TSVANGIRAI SLAMMED OVER PRO-GAY COMMENTS
Members of Zimbabwe Prime Minister Morgan Tsvangirai’s own party have criticised him for his recent comments supporting lesbian and gay rights.
Metro Zimbabwe reports that the MDC party is refusing to back the statements, with his spokesperson now claiming that Tsvangirai was “misrepresented”.
“There has been a lot of misrepresentation about the Prime Minister’s position regarding that issue, and I am talking about the Prime Minister’s position and not the position of the party,” Tsvangirai’s spokesperson Luke Tamborinyoka told Voice of America.

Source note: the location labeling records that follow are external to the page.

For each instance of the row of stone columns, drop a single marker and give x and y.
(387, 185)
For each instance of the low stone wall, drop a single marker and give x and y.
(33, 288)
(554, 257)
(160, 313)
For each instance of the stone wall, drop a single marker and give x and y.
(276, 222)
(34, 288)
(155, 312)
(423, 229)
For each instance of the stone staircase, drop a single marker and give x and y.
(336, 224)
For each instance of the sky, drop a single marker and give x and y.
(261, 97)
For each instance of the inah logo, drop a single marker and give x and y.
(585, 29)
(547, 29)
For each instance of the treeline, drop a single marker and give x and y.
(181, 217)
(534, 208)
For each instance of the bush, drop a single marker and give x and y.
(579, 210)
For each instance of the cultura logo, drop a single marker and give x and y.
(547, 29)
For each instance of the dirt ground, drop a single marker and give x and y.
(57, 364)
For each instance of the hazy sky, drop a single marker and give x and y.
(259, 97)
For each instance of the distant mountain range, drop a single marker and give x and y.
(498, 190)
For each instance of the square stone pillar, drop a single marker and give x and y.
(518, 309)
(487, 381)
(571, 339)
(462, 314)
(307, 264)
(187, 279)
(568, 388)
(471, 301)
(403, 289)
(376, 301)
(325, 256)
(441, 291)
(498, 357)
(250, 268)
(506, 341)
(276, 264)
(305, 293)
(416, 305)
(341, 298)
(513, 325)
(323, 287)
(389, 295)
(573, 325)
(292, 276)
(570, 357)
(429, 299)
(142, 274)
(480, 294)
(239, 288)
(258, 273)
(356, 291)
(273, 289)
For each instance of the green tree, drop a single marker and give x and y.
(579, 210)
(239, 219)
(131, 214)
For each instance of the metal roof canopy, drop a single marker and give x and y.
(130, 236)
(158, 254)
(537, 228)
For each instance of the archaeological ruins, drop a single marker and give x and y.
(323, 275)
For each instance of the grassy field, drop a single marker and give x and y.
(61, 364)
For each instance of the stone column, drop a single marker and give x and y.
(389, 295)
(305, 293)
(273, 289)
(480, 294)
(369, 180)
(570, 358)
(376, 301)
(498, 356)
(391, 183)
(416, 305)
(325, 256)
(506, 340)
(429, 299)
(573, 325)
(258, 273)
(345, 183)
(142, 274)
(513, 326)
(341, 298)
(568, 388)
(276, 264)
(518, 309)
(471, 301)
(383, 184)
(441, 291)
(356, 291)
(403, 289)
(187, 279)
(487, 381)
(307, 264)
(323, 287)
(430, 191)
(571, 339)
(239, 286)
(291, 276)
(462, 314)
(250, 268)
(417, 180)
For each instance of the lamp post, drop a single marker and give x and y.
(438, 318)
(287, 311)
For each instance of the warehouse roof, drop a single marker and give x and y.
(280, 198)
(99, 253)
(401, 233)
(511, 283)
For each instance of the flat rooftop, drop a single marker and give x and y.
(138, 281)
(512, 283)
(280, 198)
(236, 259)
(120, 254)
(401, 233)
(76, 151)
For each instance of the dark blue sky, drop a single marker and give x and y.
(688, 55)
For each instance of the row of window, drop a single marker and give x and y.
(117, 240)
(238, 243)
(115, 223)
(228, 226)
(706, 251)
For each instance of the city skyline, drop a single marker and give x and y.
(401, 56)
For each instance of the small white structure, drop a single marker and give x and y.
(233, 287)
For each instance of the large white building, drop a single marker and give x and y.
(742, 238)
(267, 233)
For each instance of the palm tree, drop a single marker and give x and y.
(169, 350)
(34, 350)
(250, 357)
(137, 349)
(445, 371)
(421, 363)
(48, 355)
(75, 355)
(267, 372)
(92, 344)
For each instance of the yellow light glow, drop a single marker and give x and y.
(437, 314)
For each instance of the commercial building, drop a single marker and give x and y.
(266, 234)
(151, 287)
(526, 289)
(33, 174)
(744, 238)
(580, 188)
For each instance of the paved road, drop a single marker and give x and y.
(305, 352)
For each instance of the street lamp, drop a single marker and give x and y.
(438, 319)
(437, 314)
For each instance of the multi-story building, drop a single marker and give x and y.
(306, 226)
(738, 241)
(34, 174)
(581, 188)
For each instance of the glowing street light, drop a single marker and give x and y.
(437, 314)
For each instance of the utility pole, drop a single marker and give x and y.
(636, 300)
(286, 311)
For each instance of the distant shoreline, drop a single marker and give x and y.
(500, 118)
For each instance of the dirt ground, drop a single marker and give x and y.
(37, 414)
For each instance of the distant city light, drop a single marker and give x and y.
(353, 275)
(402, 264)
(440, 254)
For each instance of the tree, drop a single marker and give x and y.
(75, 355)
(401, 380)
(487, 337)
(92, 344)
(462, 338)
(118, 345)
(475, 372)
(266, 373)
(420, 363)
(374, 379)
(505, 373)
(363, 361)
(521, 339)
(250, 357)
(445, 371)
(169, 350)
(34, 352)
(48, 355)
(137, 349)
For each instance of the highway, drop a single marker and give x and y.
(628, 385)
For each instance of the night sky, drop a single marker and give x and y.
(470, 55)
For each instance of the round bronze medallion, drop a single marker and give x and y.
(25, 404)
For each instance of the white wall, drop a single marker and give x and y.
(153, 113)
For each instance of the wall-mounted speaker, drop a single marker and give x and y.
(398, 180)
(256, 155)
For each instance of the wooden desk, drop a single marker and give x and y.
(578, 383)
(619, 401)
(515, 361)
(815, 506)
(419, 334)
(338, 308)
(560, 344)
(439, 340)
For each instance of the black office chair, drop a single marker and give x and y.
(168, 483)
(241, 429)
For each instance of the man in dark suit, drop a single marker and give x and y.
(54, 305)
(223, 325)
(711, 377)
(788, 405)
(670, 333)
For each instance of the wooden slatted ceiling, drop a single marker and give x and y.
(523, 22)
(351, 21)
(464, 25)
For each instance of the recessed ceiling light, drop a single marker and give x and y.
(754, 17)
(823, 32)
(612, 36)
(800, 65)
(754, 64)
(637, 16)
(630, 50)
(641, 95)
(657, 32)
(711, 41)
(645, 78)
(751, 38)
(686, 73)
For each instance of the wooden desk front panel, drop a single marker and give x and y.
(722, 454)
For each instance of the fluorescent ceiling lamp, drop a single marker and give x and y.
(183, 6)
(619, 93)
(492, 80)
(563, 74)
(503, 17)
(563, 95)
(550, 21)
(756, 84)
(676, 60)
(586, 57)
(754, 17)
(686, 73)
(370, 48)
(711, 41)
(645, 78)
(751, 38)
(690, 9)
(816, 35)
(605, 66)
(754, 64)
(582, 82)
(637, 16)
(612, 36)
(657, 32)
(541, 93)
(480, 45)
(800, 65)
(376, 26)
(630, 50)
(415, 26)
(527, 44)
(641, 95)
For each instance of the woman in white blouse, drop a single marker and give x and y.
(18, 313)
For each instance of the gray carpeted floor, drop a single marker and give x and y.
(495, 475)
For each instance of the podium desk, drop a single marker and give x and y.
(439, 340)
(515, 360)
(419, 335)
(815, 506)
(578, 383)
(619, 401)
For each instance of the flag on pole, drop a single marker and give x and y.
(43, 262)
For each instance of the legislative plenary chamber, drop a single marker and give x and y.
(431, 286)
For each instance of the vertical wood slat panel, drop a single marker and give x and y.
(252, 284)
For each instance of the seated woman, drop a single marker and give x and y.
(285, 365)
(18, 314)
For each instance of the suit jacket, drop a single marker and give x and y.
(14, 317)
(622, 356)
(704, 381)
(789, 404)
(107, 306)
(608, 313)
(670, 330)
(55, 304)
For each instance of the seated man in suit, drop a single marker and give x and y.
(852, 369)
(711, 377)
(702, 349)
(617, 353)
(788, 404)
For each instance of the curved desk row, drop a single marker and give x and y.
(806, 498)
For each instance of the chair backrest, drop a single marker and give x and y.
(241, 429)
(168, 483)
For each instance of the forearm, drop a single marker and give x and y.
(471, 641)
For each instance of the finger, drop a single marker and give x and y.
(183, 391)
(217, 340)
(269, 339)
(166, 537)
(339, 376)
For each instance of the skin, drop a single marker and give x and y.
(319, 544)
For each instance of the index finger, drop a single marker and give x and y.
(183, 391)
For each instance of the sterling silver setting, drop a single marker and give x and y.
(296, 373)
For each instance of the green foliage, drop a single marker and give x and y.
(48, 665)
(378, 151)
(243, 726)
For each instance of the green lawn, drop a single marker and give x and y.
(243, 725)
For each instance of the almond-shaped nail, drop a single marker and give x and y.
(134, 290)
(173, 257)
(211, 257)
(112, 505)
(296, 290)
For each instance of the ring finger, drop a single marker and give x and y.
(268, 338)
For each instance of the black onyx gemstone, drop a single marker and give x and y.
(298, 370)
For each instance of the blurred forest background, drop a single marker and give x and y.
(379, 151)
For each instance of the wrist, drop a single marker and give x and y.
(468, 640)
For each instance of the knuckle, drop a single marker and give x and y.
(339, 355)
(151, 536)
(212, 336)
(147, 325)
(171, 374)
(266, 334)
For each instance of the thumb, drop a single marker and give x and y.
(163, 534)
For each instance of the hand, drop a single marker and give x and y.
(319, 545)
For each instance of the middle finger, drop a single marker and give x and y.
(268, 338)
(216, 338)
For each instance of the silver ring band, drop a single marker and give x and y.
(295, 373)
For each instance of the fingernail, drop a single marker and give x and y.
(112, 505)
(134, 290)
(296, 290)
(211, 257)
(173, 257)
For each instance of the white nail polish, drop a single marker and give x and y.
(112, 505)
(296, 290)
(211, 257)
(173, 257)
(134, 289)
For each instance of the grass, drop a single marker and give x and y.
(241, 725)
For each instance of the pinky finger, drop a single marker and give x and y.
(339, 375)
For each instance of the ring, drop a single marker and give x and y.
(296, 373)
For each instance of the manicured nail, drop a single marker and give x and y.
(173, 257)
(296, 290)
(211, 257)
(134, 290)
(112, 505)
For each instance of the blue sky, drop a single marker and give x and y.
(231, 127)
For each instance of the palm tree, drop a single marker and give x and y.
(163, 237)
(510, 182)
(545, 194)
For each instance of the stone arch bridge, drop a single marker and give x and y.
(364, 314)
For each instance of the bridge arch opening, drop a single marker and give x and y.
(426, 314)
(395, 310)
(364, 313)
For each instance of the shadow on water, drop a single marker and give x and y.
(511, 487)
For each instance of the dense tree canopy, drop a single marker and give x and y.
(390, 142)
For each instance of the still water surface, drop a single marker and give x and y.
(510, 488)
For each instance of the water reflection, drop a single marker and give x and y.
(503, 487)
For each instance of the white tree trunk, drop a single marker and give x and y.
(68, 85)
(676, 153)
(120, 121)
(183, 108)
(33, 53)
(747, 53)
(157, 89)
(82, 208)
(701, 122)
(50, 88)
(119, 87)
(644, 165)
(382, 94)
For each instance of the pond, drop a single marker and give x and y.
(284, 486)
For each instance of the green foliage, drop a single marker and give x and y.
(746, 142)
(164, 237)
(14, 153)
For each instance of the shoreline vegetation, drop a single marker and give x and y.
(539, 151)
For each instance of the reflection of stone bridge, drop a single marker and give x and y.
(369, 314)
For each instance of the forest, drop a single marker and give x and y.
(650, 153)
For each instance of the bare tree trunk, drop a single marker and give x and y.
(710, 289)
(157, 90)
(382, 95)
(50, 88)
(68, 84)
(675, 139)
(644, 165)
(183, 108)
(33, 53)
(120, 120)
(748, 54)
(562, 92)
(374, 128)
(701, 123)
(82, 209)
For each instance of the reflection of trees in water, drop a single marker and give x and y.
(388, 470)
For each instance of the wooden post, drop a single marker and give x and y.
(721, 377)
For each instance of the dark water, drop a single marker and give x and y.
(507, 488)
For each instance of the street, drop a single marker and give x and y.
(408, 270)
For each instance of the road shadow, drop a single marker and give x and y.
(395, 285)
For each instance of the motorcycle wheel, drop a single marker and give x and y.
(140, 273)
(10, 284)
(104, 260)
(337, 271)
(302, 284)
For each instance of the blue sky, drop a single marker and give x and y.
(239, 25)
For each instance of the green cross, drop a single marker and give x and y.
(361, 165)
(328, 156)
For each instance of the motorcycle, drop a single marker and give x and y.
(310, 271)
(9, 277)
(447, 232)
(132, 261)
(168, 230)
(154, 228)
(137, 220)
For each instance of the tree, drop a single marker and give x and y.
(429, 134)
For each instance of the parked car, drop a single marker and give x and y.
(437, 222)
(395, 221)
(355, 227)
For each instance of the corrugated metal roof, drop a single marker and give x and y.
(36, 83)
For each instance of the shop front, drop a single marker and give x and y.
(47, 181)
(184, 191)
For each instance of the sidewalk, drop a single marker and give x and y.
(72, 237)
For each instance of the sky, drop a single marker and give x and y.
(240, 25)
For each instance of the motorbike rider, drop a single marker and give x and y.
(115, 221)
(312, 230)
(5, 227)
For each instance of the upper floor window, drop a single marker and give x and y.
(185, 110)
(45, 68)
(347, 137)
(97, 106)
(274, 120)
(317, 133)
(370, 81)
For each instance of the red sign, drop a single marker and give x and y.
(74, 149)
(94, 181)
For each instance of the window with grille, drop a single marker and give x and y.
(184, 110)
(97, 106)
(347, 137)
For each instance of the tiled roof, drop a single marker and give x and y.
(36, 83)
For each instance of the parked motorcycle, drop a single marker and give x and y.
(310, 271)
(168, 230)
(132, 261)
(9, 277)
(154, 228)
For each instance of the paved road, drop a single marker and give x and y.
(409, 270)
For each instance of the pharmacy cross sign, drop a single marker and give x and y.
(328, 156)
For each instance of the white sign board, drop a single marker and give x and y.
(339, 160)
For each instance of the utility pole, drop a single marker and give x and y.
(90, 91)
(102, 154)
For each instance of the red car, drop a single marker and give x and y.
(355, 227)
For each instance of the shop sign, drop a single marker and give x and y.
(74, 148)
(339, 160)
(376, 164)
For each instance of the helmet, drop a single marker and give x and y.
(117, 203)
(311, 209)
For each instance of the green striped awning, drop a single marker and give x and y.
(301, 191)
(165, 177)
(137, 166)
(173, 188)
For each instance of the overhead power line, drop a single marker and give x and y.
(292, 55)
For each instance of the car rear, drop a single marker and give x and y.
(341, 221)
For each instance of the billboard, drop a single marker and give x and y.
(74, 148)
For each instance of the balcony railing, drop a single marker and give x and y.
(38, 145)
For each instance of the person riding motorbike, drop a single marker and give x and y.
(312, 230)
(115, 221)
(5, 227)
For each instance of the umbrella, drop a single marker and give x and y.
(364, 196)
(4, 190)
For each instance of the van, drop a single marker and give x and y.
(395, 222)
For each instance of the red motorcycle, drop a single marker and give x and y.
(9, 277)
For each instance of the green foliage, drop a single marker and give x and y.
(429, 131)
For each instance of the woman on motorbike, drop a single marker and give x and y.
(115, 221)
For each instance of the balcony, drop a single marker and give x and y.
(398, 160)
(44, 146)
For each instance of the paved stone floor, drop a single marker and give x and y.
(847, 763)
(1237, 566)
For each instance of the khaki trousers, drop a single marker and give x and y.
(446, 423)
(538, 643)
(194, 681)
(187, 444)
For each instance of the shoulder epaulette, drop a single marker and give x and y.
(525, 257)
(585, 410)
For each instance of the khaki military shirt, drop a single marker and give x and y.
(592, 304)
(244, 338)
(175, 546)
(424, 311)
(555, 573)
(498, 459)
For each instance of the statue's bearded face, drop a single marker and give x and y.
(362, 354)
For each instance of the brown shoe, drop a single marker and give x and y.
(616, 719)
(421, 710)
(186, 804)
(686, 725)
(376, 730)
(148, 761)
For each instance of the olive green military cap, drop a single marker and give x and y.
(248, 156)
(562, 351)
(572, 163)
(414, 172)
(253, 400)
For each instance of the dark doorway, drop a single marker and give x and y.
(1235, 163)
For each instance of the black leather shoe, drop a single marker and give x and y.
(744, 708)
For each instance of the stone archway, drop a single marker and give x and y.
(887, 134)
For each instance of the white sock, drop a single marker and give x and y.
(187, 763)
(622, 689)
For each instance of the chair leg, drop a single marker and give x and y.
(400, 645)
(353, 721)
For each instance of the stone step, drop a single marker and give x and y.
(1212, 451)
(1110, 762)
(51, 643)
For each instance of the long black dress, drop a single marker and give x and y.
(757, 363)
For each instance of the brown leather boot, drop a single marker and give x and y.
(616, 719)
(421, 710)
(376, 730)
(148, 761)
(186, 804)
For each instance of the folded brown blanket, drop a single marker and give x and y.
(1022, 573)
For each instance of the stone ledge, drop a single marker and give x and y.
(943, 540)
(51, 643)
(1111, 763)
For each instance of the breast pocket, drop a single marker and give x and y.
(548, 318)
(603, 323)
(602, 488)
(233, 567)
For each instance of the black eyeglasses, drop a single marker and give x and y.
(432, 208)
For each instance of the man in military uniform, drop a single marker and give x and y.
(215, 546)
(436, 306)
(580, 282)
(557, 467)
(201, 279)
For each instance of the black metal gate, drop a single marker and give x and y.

“His current position, which has been misrepresented, is that the people of Zimbabwe are currently writing their own constitution and the expression of the people of Zimbabwe in the current constitution will dictate Zimbabwe’s position regarding gay rights, and the Prime Minister has no power to impose or determine the position of the people of Zimbabwe regarding that process,” he said.
Zimbabwe’s Justice Minister Patrick Chinamasa, from the ZANU-PF party, said that he was taken aback by Tsvangirai’s comments. “I know personally he doesn’t believe it. He has said so many times in the Cabinet.”
“We all know what people said about gay rights – it’s a total no; an almost 100% no,” he told the BBC’s Network Africa programme.
“We can’t smuggle [into the Constitution] the views of a prime minister who wants to please a certain audience basically, I suppose, to mobilise resources for his party.”
Tsvangirai told the BBC that gay and lesbian equality should be protected by the country’s new constitution.
“It’s a very controversial subject in my part of the world. My attitude is that I hope the constitution will come out with freedom of sexual orientation, for as long as it does not interfere with anybody,” he told Newsnight’s Gavin Esler.
“To me, it’s a human right,” Tsvangirai added.
In March last year, however, he was quoted by the state-owned Herald newspaper as saying that he supported President Robert Mugabe’s homophobic stance on gay rights.